Michel Armatte368 (2009) avance de son côté que l’erreur sur les hypothèses est d’autant plus grave qu’elle est intégrée à des modèles d’évaluation et à des procédures de gestion. A vrai dire, les marchés financiers sont pensés et régulés selon des modèles dont le soubassement scientifique représente un paradigme largement épuisé et contesté.

Les hypothèses de l’efficience des marchés et de la rationalité qui sont la clé de voûte de la théorie financière néoclassique ne sont plus reconnues par la communauté scientifique comme le bon modèle explicatif du risque de financement. Les faits viennent contredire de plus en plus constamment ces hypothèses.

S’il est acquis aujourd’hui, qu’aucun financier ne saurait remettre en cause les réserves contre la théorie financière orthodoxe, on peut néanmoins noter le bon nombre d’outils qui ont commencé à être développés pour pallier ces manquements et se rapprocher, de plus en plus, de la réalité des marchés.

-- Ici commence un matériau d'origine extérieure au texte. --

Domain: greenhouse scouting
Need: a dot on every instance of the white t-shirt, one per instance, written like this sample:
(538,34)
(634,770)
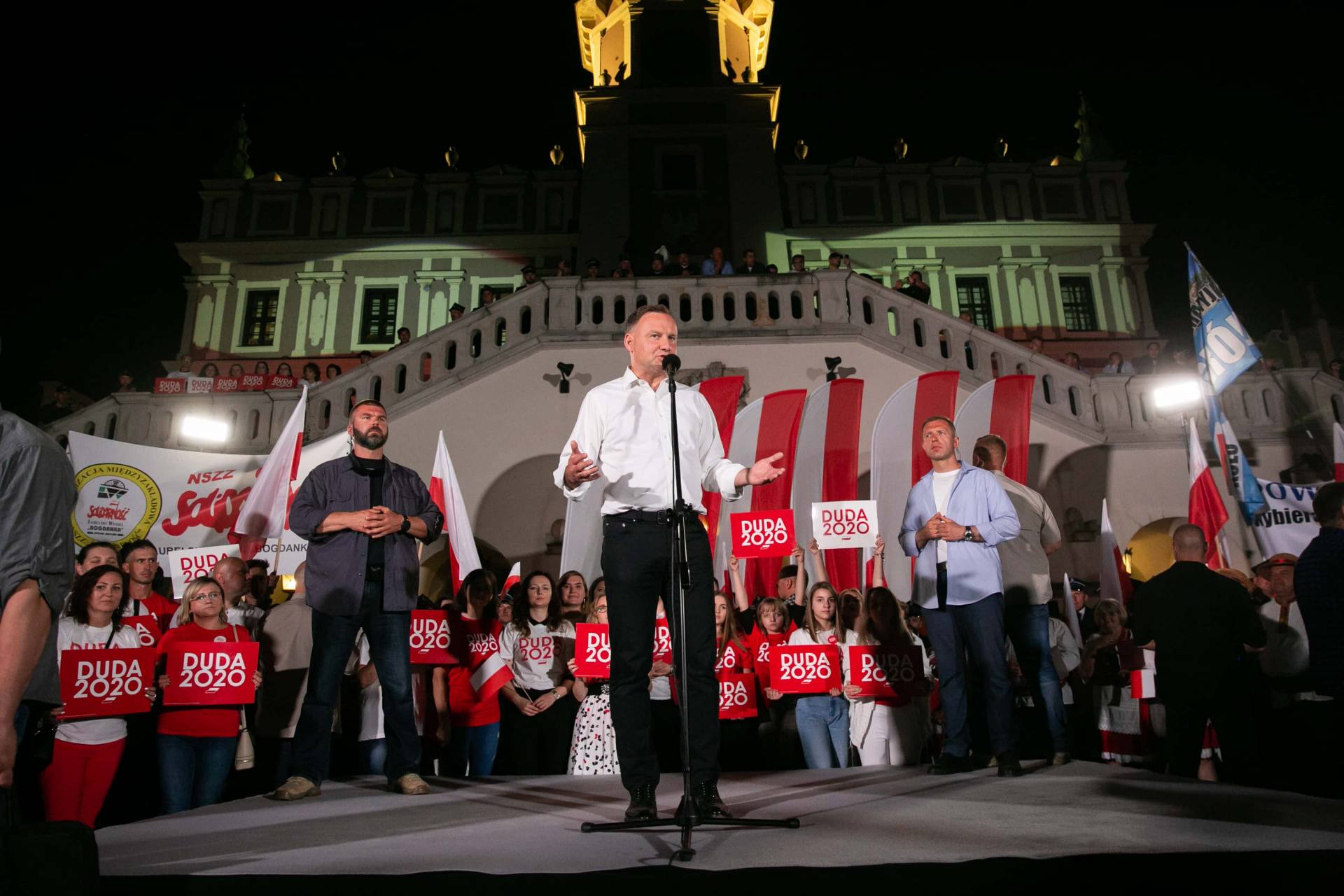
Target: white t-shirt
(76,636)
(539,659)
(941,495)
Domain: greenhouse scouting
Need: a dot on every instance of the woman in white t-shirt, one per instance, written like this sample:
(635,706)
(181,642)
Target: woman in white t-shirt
(537,722)
(86,752)
(889,731)
(824,718)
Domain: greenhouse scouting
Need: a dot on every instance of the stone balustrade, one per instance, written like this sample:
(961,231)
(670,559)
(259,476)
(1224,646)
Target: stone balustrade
(828,305)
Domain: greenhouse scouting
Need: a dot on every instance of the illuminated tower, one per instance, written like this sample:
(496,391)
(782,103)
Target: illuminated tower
(676,134)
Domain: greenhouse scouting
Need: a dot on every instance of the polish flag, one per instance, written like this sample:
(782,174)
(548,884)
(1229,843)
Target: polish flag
(1339,453)
(898,460)
(1206,504)
(764,428)
(1003,407)
(1114,580)
(722,394)
(489,675)
(827,466)
(448,498)
(265,511)
(515,575)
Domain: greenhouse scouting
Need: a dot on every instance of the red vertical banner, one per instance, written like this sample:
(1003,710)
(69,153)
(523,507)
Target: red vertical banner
(780,416)
(722,394)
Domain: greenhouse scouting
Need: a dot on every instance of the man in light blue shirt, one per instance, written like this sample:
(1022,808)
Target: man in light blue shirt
(955,517)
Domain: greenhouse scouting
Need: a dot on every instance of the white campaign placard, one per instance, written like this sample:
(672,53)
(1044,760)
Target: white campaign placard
(844,524)
(192,564)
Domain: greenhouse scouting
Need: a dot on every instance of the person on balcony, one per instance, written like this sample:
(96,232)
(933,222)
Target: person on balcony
(715,264)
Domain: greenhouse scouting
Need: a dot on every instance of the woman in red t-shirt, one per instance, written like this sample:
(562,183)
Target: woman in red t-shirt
(197,743)
(737,736)
(468,723)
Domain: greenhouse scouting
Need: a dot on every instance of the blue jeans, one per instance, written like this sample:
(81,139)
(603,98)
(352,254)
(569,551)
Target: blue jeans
(824,729)
(470,751)
(974,629)
(1028,626)
(372,755)
(390,652)
(192,771)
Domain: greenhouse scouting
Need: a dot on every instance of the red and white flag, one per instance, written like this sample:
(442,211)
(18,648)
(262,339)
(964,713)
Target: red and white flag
(447,495)
(722,394)
(489,675)
(1003,407)
(898,458)
(265,512)
(764,428)
(1114,580)
(1206,504)
(1339,453)
(827,466)
(515,575)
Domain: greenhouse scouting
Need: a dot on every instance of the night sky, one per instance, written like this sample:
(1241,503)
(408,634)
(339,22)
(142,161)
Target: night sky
(1226,121)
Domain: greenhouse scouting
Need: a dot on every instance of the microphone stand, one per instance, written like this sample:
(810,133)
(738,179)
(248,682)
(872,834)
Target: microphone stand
(687,816)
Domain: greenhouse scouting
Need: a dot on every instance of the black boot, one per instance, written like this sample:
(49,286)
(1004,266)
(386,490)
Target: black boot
(708,802)
(643,804)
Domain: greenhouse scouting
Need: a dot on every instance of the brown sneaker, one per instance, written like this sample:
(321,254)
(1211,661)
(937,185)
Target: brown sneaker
(410,785)
(296,788)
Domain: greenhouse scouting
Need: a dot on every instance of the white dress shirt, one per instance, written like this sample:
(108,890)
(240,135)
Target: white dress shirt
(624,428)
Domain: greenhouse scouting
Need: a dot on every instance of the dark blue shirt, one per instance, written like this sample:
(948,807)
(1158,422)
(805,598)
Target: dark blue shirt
(1319,582)
(337,561)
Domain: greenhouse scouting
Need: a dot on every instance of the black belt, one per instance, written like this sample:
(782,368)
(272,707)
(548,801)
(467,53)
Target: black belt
(657,517)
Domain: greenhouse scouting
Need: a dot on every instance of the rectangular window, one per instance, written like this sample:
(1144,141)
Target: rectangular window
(378,323)
(260,316)
(974,298)
(1079,308)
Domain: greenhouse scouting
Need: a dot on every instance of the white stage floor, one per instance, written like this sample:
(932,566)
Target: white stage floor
(850,817)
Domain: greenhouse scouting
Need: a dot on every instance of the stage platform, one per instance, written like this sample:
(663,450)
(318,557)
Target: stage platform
(857,818)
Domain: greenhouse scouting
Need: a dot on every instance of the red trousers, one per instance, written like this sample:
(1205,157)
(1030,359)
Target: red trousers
(78,778)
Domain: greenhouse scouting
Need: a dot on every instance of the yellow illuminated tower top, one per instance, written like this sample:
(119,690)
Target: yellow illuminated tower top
(605,27)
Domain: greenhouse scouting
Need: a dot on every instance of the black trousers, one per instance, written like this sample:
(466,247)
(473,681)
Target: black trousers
(638,564)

C’est en fait l’avis de plusieurs chercheurs et spécialistes dans le domaine, qui face aux lacunes constatés sur le fond de la théorie financière en général et sur le risque de financement en particulier, ont réorienté la réflexion vers d’autres rivages. Certain essayent d’apporter des modifications de forme, à caractère cosmétique, et d’autres proclament un changement de fond en proposant catégoriquement de nouveaux paradigmes.

Devant la multitude de ces nouveaux courants de pensée, nous allons nous limiter, de manière arbitraire, aux travaux de Mandelbrot sur les modèles fractals et la loi des puissances, aux travaux de Christian Walter et le virus brownien, à la finance comportementale de Daniel Kahneman et enfin à la finance éthique comme finance alternative, comme il a été introduit dans notre premier chapitre.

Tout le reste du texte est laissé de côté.